An implementation of multilayer perceptrons in NumPy.
Project description
nerva-numpy
nerva-numpy is a minimal, transparent implementation of multilayer perceptrons using NumPy tensors.
It is part of the Nerva project — a suite of Python and C++ libraries that provide well-specified, inspectable implementations of neural networks.
➡️ All equations in this repository are written in batch (minibatch) matrix form, meaning feedforward, backpropagation, and loss functions operate on minibatches of inputs rather than single examples.
🗺️ Overview
The nerva libraries aim to demystify neural networks by:
- Providing precise mathematical specifications.
- Implementing core concepts like backpropagation from scratch.
- Avoiding automatic differentiation to foster understanding.
Currently supported: Multilayer Perceptrons (MLPs).
Future extensions to convolutional or recurrent networks are possible.
❓ Why Use nerva
If you're learning or teaching how neural networks work, most modern frameworks (e.g., PyTorch, TensorFlow) can be too opaque. nerva is different:
- Every function has a clear mathematical interpretation.

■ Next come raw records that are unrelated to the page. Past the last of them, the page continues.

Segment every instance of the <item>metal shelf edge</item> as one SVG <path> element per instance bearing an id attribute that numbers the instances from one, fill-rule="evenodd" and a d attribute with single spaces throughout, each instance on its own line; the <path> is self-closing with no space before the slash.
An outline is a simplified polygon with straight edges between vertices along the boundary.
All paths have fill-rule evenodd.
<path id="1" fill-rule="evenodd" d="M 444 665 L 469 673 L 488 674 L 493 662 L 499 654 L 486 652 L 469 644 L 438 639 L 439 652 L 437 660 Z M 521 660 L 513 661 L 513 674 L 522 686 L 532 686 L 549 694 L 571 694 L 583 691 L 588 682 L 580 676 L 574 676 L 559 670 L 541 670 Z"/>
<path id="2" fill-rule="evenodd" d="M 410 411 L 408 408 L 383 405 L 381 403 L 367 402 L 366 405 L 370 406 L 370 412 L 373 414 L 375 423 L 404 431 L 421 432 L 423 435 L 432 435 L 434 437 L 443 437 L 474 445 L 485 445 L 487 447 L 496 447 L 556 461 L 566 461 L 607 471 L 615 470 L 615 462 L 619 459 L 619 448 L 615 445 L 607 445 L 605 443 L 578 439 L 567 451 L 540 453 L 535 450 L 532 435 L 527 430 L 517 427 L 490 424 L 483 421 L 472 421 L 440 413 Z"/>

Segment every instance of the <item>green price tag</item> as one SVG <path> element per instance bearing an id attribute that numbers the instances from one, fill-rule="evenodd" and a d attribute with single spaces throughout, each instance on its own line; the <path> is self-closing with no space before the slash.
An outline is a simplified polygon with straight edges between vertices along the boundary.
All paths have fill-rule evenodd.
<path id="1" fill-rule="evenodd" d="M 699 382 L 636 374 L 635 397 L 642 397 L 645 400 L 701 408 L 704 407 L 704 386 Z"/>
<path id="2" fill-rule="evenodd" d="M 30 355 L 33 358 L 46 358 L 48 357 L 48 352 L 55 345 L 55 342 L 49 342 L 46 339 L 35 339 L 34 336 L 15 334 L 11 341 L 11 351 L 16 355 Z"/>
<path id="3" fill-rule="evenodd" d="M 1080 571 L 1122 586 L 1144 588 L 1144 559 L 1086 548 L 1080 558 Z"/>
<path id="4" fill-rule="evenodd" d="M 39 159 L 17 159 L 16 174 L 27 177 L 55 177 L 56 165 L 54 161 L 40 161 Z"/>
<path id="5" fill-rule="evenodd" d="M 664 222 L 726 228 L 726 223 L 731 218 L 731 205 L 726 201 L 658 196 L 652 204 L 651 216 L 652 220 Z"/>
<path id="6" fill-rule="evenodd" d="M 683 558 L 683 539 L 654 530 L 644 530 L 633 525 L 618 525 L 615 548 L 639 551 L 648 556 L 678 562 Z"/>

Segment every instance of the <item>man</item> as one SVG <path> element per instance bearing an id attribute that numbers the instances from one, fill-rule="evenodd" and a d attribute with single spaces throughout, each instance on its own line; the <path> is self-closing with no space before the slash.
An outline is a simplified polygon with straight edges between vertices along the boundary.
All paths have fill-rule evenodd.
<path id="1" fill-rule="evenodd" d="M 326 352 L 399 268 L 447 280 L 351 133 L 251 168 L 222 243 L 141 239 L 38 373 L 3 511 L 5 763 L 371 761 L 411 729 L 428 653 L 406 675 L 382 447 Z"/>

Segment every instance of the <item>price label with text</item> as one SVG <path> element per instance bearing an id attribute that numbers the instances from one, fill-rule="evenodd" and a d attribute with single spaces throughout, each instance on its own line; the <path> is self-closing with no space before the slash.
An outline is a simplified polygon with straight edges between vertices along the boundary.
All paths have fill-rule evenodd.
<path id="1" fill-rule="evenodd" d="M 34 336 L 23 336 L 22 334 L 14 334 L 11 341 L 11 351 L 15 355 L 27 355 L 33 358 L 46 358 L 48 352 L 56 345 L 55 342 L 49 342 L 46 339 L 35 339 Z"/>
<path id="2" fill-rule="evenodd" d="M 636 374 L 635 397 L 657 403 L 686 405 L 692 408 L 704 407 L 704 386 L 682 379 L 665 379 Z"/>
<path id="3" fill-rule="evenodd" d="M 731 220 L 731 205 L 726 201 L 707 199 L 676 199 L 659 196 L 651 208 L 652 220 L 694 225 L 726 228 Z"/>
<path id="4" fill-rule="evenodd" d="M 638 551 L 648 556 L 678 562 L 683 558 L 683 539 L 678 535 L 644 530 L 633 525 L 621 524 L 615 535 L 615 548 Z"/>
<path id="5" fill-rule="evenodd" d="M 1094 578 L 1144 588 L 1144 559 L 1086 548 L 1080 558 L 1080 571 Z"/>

- Gradient computations are written by hand — no autograd.
- Includes symbolic validation to ensure correctness.
- Modular and backend-agnostic: choose between JAX, NumPy, PyTorch, or TensorFlow.
- Used as a reference implementation for research and education.
- Modularity: the core operations rely on a small set of primitive matrix operations, making the logic easy to inspect, test, and validate.
📦 Available Python Packages
Each backend has a dedicated PyPI package and GitHub repository:
| Package | Backend | PyPI | GitHub |
|---|---|---|---|
nerva-jax |
JAX | nerva-jax | repo |
nerva-numpy |
NumPy | nerva-numpy | repo |
nerva-tensorflow |
TensorFlow | nerva-tensorflow | repo |
nerva-torch |
PyTorch | nerva-torch | repo |
nerva-sympy |
SymPy | nerva-sympy | repo |
📝
nerva-sympyis intended for validation and testing — it depends on the other four.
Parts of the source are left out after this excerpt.